Ex Parte MOSLER et al - Page 3



              Appeal No. 2003-1359                                                                     3               
              Application No. 09/285,260                                                                               


                     Reference is made to appellants’ main and reply briefs (Paper Nos. 22 and 26) and                 
              to the examiner’s answer (Paper No. 24) for the respective positions of appellants and the               
              examiner regarding the merits of these rejections.2                                                      
                                                     DISCUSSION                                                        
              The 35 U.S.C. § 112, second paragraph, rejection                                                         
                     Considering first the standing rejection of claims 1, 3 and 24-26 under 35 U.S.C.                 
              § 112, second paragraph, the examiner explains this rejection as follows:                                
                            This rejection was prompted by appellant’s [sic, appellants’]                              
                     introduction of the language “attachment member” in Amendment D.  It is the                       
                     Examiner [sic] position that “attachment member” is indefinite due to no                          
                     support [for this term] in the specification . . . making the intended scope                      
                     unclear.  [Answer, page 4.]                                                                       
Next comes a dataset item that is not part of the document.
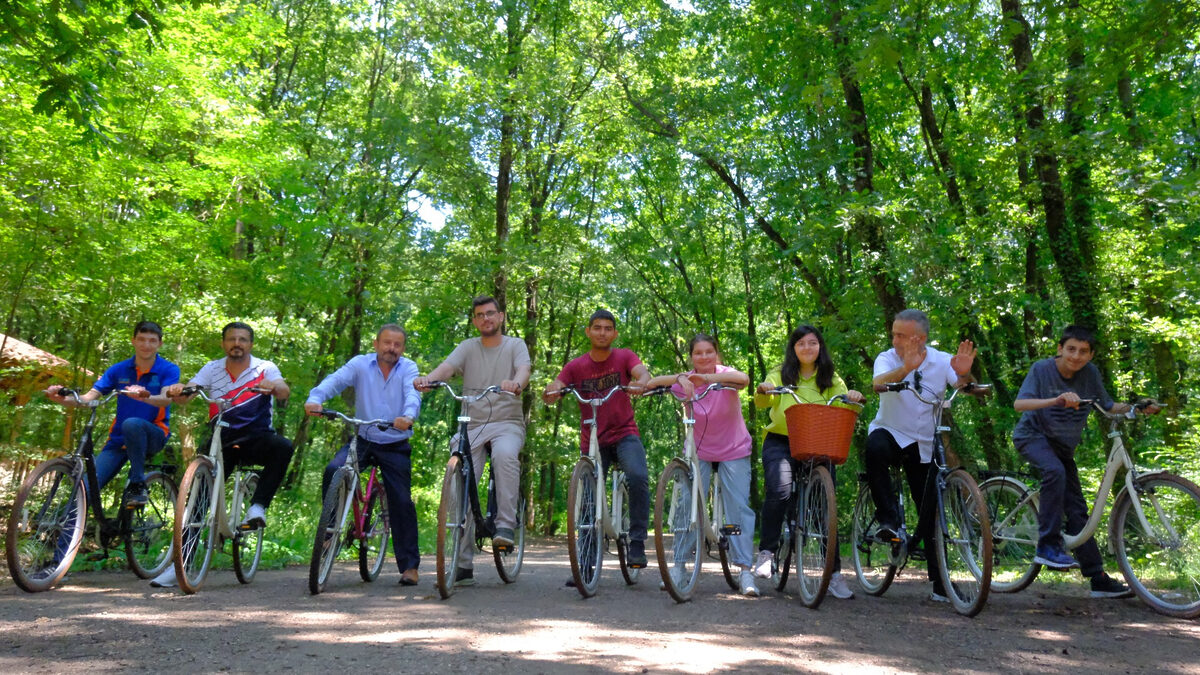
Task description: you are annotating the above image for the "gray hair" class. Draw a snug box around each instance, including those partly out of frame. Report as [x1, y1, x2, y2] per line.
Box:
[895, 310, 929, 335]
                     The second paragraph of 35 U.S.C. § 112 requires claims to set out and                            
              circumscribe a particular area with a reasonable degree of precision and particularity.                  
              In re Johnson, 558 F.2d 1008, 1015, 194 USPQ 187, 193 (CCPA 1977).  In this regard, the                  
              definiteness of the language in the claims must be analyzed, not in a vacuum, but always in              
              light of the teachings of the prior art and of the particular application disclosure as it would         
              be interpreted by one possessing the ordinary level of skill in the pertinent art.  Id.                  
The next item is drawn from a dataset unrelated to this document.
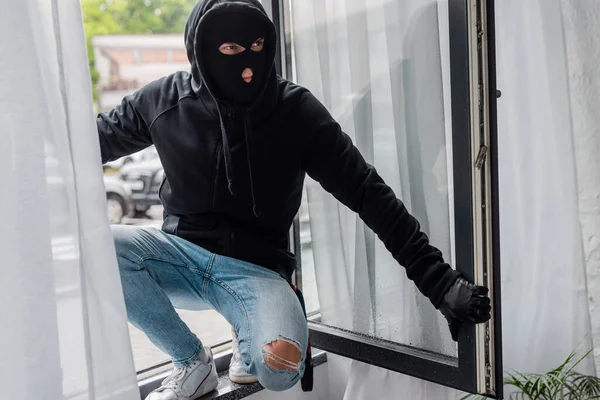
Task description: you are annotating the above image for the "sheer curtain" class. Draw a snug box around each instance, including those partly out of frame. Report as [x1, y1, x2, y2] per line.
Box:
[496, 0, 600, 374]
[291, 0, 600, 400]
[0, 0, 139, 399]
                     2In claim 24, last line, the term “the adapting device” lacks a proper antecedent.                
              For purposes of this appeal, we shall consider “the adapting device” as corresponding                    
              to the previously recited “means . . . for changing.”  Although this informality does not                
              obscure the metes and bounds of claim 24, it is deserving of correction upon return of                   
              this application to the Technology Center.